Attorney Kamal Ramkarran has made oral submissions before acting Chief Justice (CJ) Roxane George, regarding legal arguments for his client Christopher Ram who was joined to the legal proceedings regarding the no-confidence vote after he approached the High Court to validate the no-confidence resolution and have Government comply with Constitutional provisions to demit office and call elections no later than March of this year.

On December 21, the no-confidence motion brought by the Opposition People’s Progressive Party against the Government in the National Assembly succeeded when former AFC Parliamentarian Charrandas Persaud broke rank and made a conscience vote in favour of the motion.

Arguing that Government’s power should only be limited to essential operations such as giving money to the Guyana Elections Commission (GECOM) as Article 106 (6) and 106 (7) of Guyana’s constitution are clear and unambiguous, Ramkarran stressed that business as usual must come to an end once cabinet resigns.

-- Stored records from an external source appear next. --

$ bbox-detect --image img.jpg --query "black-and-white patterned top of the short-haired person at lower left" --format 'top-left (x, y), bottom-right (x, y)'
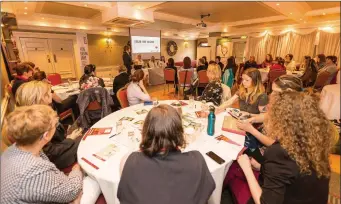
top-left (0, 144), bottom-right (82, 204)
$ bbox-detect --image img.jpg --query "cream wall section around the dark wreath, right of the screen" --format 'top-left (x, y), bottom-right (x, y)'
top-left (161, 39), bottom-right (197, 62)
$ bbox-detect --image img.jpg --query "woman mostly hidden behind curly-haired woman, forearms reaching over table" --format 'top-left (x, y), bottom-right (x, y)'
top-left (237, 75), bottom-right (304, 146)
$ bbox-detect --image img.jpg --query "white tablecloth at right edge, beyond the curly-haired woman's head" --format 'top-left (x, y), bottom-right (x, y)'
top-left (320, 84), bottom-right (340, 120)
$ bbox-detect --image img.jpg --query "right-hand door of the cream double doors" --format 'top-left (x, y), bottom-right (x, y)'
top-left (49, 39), bottom-right (76, 78)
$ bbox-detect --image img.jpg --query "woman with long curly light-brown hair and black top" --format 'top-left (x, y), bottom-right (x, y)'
top-left (238, 91), bottom-right (333, 204)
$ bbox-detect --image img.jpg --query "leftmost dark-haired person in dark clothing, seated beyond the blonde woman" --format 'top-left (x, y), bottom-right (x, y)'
top-left (12, 63), bottom-right (33, 96)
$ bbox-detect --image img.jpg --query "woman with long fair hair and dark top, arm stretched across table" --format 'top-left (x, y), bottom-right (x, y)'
top-left (217, 68), bottom-right (268, 116)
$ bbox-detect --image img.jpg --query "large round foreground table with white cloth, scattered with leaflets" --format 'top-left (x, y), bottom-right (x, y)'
top-left (77, 101), bottom-right (245, 204)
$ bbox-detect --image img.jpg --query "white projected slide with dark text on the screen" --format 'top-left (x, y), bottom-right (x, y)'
top-left (131, 36), bottom-right (160, 53)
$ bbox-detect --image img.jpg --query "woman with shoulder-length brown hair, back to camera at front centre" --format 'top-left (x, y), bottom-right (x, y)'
top-left (117, 104), bottom-right (215, 204)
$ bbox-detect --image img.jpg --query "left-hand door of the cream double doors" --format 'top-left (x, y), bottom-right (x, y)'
top-left (20, 38), bottom-right (55, 74)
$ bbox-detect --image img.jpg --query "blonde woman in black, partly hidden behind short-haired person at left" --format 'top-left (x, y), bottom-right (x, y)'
top-left (16, 81), bottom-right (82, 169)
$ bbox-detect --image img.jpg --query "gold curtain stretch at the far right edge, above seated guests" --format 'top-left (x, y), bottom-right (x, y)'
top-left (316, 31), bottom-right (341, 64)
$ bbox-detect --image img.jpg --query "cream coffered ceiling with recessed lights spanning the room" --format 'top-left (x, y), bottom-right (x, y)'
top-left (1, 1), bottom-right (340, 39)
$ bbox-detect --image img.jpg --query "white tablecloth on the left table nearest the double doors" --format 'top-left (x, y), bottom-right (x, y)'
top-left (52, 81), bottom-right (113, 100)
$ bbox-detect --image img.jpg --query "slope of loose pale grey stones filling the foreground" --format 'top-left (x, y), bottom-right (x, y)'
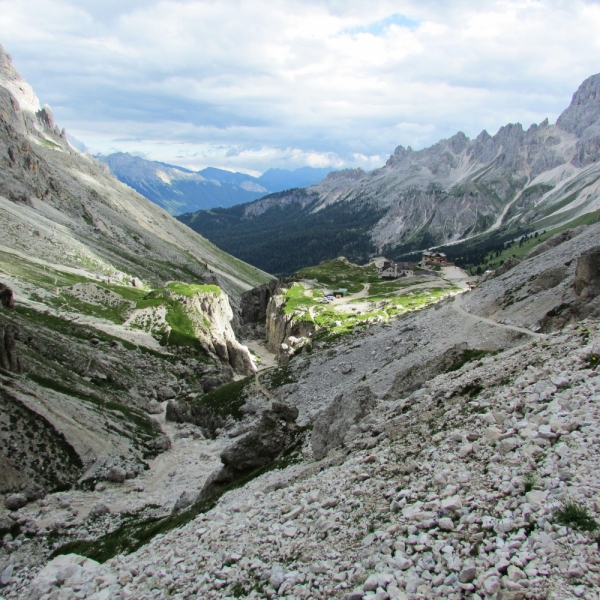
top-left (2, 322), bottom-right (600, 600)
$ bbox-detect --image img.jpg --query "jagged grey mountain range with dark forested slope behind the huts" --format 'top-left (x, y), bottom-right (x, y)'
top-left (179, 75), bottom-right (600, 275)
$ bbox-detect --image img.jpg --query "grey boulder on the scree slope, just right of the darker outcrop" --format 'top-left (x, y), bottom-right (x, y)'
top-left (311, 386), bottom-right (377, 460)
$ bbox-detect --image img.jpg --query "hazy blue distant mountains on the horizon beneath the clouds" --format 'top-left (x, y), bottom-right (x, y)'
top-left (96, 152), bottom-right (331, 215)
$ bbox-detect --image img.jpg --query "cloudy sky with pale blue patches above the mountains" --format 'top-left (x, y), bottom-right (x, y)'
top-left (0, 0), bottom-right (600, 174)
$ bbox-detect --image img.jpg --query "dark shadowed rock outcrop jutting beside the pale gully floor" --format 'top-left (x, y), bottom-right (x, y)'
top-left (200, 402), bottom-right (298, 498)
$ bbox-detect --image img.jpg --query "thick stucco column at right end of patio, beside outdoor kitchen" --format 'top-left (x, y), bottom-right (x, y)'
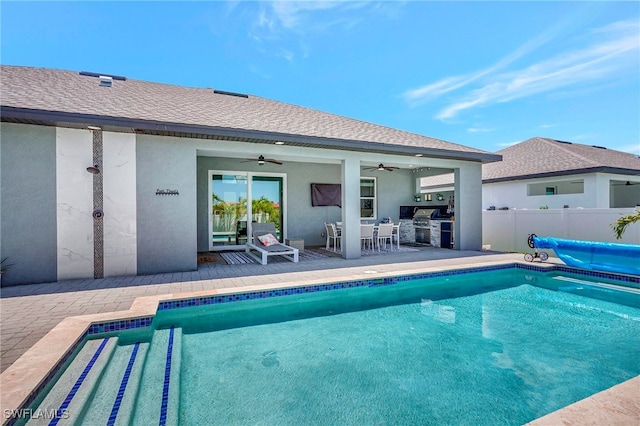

Article 106 (6) of the Constitution states: “The Cabinet including the President shall resign if the Government is defeated by the vote of a majority of all the elected members of the National Assembly on a vote of confidence.”

Meanwhile, 106 (7) goes on to state that “Notwithstanding its defeat, the Government shall remain in office and shall hold an election within three months, or such longer period as the National Assembly shall by resolution supported by not less than two-thirds of the votes of all the elected members of the National Assembly determine, and shall resign after the President takes the oath of office following the election.”

Moreover, Ramkarran, who is the current Head of the Guyana Bar Association, said too that no moves have been made to call elections in three months as the constitution requires.

He said the National Assembly has not agreed to extend the deadline, observing that December 21 to January 23 is certainly not within convenient speed.

In the Attorney General’s (AG’s) response, filed by Attorney Maxwell Edwards on Tuesday, he argued, among other things, that Government’s resignation depends on Parliament being dissolved before General and Regional Elections.

In this instance, the AG cited Article 106 (7) of the Constitution of Guyana to support his arguments.

He then went on to reject calls for Government to be in a caretaker mode, contending that the vote was not a valid one.

Justice George on Wednesday committed to ruling on the legal challenges regarding the no-confidence vote on January 31, 2019.